Çayın tadı yok artık, kahvenin de köpüğü tutmuyor. Payımıza öfke düşüyor, gönülden selamımız; buruk tebessümlerde kalıyor. Aynalara yansıyor kasvetli bakışlarımız.
Öfkenin ruhu dinç tuttuğunu, özgüvene güç kattığını duydunuz mu? Muhabbetin taze tuttuğu, ruhun gücü; öfkeden de nasibini aldıysa değmeyin keyfine. Gücüne güç katmıştır, o damarı yakaladıysa. Yüce kudret sahibi Allah’a tevekkülü samimi ise besler kendini adım adım… Duruşunda; kibirden sarhoş olmuş beyhudelere; kafa tutacak kadar vakar vardır
Geçmiş ensede bir gölge edasıyla; hançer! Uyku firari! Öfke taze, Umutlar baki!
Öfkeyi dizginlemek de gönülde ki heyecana bağlı. Öfkenin heyecanı deyip de savurmamak gerek kendini. Ah şu kalemin bir ayarı yok yine bir çelişki… Olsun farkındalık güzel, farkında olmak öfkenin, aşk dediğimiz muammanın, sevdanın, özlemin ve tutkunun farkında olmak ne güzide bir hâl…
Duyguları yaşamak iliklerine kadar, kendi yağında kavrulmak, burnun sürtüle sürtüle olgunlaşmak, hayatı içmek kana kana... Acısıyla tatlısıyla şükrü edasıyla, tövbesiyle farkında olmak, yaşamak bu olsa gerek… susarak, tevekkül ederek yerine göre acıta acıta yerine göre merhametle yaşamak. Gönül bazen faşist eylemlerde bazen en masum hülyalarda ve sevdaya dair her şeyi inkâr ediyordu büyük cesaretle haykırıyordu sessiz malikânesinin duvarlarına Hayır yalan söylüyorsunuz sevmek, muhabbetle bakmak gözlerine ve özlemek yalan, külliyen yalan. Ne kadar sadıksınız ki sevdadan bahsediyorsunuz? Nefretin samimiyeti; o duyguları yendi. Aklına geldikçe o kasvetli bakışlar, gönlünde ki çelişkiler susmuyordu.
Ah ne güzide hatırı olan,
Ne naif bakışlar öyle,
Acımasız, umursamaz tavırlarına
Nispet âdeta o tebessümün
Ah Sevgili aç kapılarını
Boş lakırdılardan uzak çekilelim inzivaya.

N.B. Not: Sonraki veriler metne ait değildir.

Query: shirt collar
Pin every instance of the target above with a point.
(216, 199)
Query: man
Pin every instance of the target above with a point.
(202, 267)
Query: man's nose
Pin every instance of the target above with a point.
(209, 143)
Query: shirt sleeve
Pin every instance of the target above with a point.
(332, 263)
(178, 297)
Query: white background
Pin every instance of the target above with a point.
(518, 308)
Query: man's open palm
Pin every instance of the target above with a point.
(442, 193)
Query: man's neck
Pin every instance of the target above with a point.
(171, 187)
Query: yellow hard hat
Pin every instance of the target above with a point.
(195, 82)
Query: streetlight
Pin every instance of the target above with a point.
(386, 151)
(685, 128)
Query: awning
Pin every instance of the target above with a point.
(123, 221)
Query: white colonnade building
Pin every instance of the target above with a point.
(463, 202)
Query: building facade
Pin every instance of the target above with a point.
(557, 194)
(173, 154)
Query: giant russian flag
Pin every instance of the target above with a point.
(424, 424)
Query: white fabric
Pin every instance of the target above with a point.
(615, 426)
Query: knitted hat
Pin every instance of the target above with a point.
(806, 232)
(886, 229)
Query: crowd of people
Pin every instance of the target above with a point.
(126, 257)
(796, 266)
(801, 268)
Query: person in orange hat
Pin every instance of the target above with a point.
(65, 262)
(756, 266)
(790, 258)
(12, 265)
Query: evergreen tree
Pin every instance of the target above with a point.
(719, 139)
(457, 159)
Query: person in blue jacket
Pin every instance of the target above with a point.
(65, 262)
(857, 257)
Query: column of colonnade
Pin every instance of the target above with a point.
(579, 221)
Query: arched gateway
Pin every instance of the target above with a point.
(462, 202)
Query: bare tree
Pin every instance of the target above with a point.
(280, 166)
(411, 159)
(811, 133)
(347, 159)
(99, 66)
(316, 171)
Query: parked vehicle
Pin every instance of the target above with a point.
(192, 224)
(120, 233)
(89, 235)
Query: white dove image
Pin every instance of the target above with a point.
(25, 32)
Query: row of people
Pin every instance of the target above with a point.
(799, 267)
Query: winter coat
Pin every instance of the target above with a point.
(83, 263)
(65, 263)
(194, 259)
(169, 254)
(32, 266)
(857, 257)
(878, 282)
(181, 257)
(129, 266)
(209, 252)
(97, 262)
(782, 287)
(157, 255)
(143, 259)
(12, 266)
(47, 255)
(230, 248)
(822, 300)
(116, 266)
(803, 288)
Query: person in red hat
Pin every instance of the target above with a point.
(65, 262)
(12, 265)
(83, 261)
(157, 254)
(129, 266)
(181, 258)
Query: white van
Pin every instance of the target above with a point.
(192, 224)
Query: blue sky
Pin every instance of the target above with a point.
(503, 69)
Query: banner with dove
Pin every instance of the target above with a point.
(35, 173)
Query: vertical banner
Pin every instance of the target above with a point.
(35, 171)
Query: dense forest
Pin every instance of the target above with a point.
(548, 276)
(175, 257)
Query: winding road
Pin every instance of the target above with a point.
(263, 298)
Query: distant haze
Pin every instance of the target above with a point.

Sabahattin Ali’nin dediği gibi “…ben dünyadan ziyade kafamın içinde yaşayan bir insanım .”
Aklından birçok karakter geçiyordu, kimi karaktere kalın kaşları çatılırken kimine manasız tebessüm mimikleri eşlik ediyordu çehresine. Toparlayamıyordu heyecanını bu keşmekeş halini özetlemeye…
“Aynaya bakar mısınız lütfen? Birbirinize çok benziyorsunuz! İki ayrı beden, tek ruh gibi…”
Kalemini defterinin sol tarafına bıraktı; sandalyesinden doğruldu, ahşap pencerenin perdesini araladı, rüzgârın sesi, zeytin ağaçlarının yapraklarının oluşturduğu hışırtı, huzur veriyordu. Derin bir nefes aldı heyecanını yatıştırmış olmanın vermiş olduğu gurur ile çalışma odasından çıktı.
Saat ikiyi bulmuştu, hırkasını yatağın ayak ucuna attı, başını yastığa koydu, dağınık gece karası saçları yastığı kaplamıştı. Öfkenin, hasretin ve aşk olan muammanın heyecanı ile uykuya daldı.